Closed fkrauer closed 3 years ago
I haven't read through the thread properly, but might be related to https://github.com/SciML/DifferentialEquations.jl/issues/610 ? I.e. try not using concrete_solve
?
And other than that, when using reverse-mode AD, e.g. ReverseDiff
, you should probably tell DifferentialEquations.jl to use the same for computing the sensitivity ("gradient through the ODE"): https://diffeq.sciml.ai/stable/analysis/sensitivity/#High-Level-Interface:-sensealg. Though I would think it solve
would figure that out automatically, so it might just be the usage of concrete_solve
that causes the issue :confused:
Tusen takk @torfjelde, I have changed concrete_solve
to solve
, but that didn't solve the issue. I think the mutation of objects within the Turing model is not allowed for backwards AD. So I changed a few things and removed the if statements, and now it seems to work (see below). However, it is extremely slow, as is forwarddiff AD. Running 100 iters (which is far from convergence) can take 30 minutes or so. This strikes me as a bit odd given that Julia is so fast.

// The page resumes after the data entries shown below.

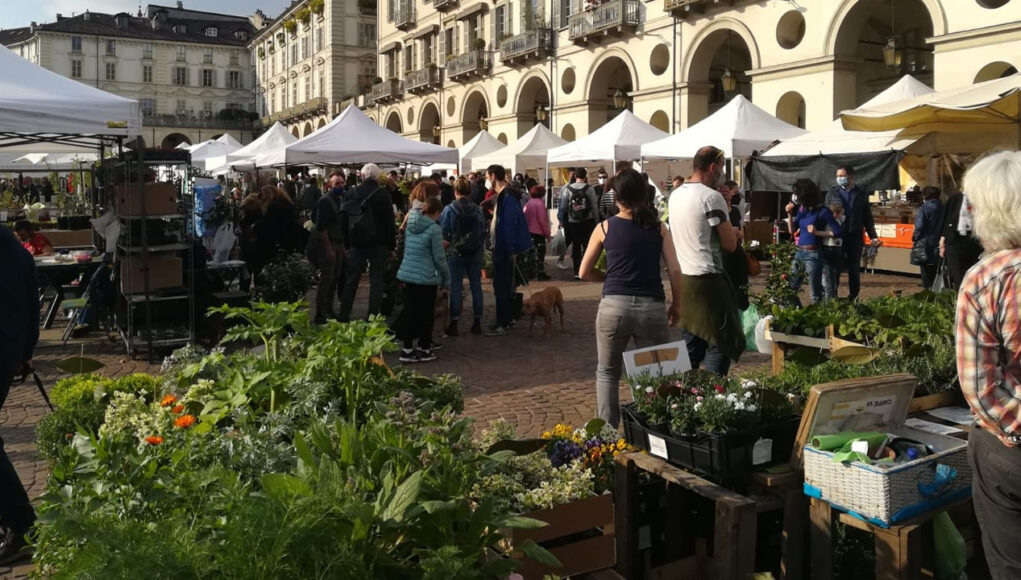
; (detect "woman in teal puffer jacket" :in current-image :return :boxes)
[397,197,450,363]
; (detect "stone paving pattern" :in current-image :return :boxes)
[0,261,918,578]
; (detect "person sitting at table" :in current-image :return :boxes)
[14,220,56,255]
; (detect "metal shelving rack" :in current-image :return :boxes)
[104,149,195,359]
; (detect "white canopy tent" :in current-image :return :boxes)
[472,123,568,173]
[641,95,805,159]
[763,75,932,157]
[284,105,457,165]
[0,46,142,153]
[206,123,298,175]
[546,110,669,166]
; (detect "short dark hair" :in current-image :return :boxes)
[486,164,507,181]
[691,145,723,172]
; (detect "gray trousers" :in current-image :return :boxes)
[595,296,670,427]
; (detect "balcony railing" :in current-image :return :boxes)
[568,0,641,44]
[500,29,553,63]
[404,64,440,93]
[447,50,492,81]
[371,79,401,101]
[393,0,415,30]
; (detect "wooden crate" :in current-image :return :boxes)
[511,494,617,580]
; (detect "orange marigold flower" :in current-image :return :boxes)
[174,415,195,429]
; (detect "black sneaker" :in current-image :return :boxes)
[443,321,457,336]
[0,528,32,567]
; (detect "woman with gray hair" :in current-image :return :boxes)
[957,151,1021,579]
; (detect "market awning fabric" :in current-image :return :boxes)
[284,105,457,165]
[641,95,805,159]
[546,109,668,166]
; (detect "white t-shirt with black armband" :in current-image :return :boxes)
[670,183,729,276]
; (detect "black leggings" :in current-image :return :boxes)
[402,282,438,350]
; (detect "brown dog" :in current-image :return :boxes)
[522,286,564,338]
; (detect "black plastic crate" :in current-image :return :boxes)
[621,404,800,486]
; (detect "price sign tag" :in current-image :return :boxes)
[648,433,670,460]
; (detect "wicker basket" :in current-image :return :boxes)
[798,375,971,527]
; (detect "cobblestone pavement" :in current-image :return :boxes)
[0,262,918,578]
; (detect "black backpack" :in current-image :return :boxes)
[450,203,485,256]
[340,189,386,247]
[569,186,592,222]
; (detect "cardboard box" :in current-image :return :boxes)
[113,183,178,218]
[120,254,184,294]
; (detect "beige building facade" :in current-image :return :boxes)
[249,0,377,138]
[364,0,1021,154]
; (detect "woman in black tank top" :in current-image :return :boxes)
[579,168,681,427]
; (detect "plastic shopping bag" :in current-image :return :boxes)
[741,304,759,351]
[549,230,568,257]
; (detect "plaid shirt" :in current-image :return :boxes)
[957,250,1021,446]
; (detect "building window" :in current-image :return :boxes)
[358,22,376,47]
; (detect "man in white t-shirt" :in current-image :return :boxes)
[669,146,744,375]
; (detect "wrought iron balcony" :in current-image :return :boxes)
[393,0,415,31]
[371,79,401,101]
[447,50,492,81]
[404,63,441,93]
[568,0,641,44]
[500,29,553,64]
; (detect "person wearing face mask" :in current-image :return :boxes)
[825,165,880,300]
[306,172,346,324]
[669,146,744,376]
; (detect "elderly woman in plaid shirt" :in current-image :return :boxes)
[957,151,1021,579]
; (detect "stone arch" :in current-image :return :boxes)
[386,110,404,135]
[514,71,550,139]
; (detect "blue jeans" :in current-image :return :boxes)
[447,249,482,321]
[493,251,514,328]
[681,329,730,377]
[595,296,670,428]
[790,249,835,304]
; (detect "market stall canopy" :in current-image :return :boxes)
[763,75,933,157]
[472,124,568,173]
[546,109,668,166]
[457,131,506,172]
[206,122,298,175]
[641,95,805,159]
[0,46,142,153]
[284,105,457,165]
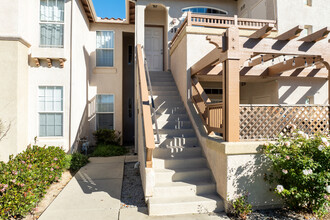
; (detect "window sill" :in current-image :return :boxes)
[93,67,117,74]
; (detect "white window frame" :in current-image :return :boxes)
[181,6,228,16]
[37,85,65,139]
[95,30,116,68]
[95,93,116,130]
[39,0,65,48]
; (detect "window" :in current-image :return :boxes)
[96,95,114,130]
[182,6,228,15]
[304,0,312,6]
[39,86,63,137]
[96,31,114,67]
[40,0,64,47]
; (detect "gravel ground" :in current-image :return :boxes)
[228,209,330,220]
[120,162,147,209]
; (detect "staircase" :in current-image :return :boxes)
[149,72,223,216]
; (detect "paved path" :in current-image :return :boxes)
[39,156,228,220]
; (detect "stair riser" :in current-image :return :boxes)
[149,201,224,216]
[158,137,199,147]
[156,114,191,122]
[153,157,207,169]
[156,106,186,114]
[155,169,211,183]
[153,147,202,158]
[152,90,179,96]
[153,184,215,197]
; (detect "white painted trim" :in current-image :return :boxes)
[36,84,65,140]
[95,30,117,67]
[94,93,116,131]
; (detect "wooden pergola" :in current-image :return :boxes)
[191,24,330,142]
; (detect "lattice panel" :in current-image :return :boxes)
[240,105,329,140]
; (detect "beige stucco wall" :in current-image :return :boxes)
[277,77,328,104]
[0,40,29,161]
[88,24,134,141]
[237,0,276,20]
[277,0,330,37]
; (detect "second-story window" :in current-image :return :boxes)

Has anyone ever successfully fitted an ODE model larger than the Lotka-Volterra (say 10 compartments) with Turing? I'd be very interested to see this code and learn from it.
...
theta = [ψ, ρ, β,η,ω,φ]
...
incidence2 = max.(0.0, incidence)
increp = incidence2 .* theta[2]
data ~ arraydist(NegativeBinomial2.(theta[1], increp))
Tusen takk
Haha, that caught me off guard! Null problem:)
I think the mutation of objects within the Turing model is not allowed for backwards AD.
This is indeed the case for Zygote.jl, but ReverseDiff.jl should be able to handle it. But even if there is mutation within your ODE, I'm pretty certain that the adjoints/gradients defined for solve
will handle this, e.g. https://turing.ml/dev/tutorials/10-bayesian-differential-equations/ involves mutation.
I recently helped someone with speeding up DiffEq + Turing, so I'll have a crack at this and get back to you. I'm curious myself:)
Okay, so after trying different optimizations I think I realized why it's taking you up-to 30 mins to only get 100 samples: you're actually running 5000 + 100 iterations, haha :sweatsmiley: It took me way longer than I'd like to admit to realize this. NUTS(5000, ...)
means that we'll use 5000 iterations for adaptation/burnin and then 100 samples. I was way to focused on the model itself and didn't think about this.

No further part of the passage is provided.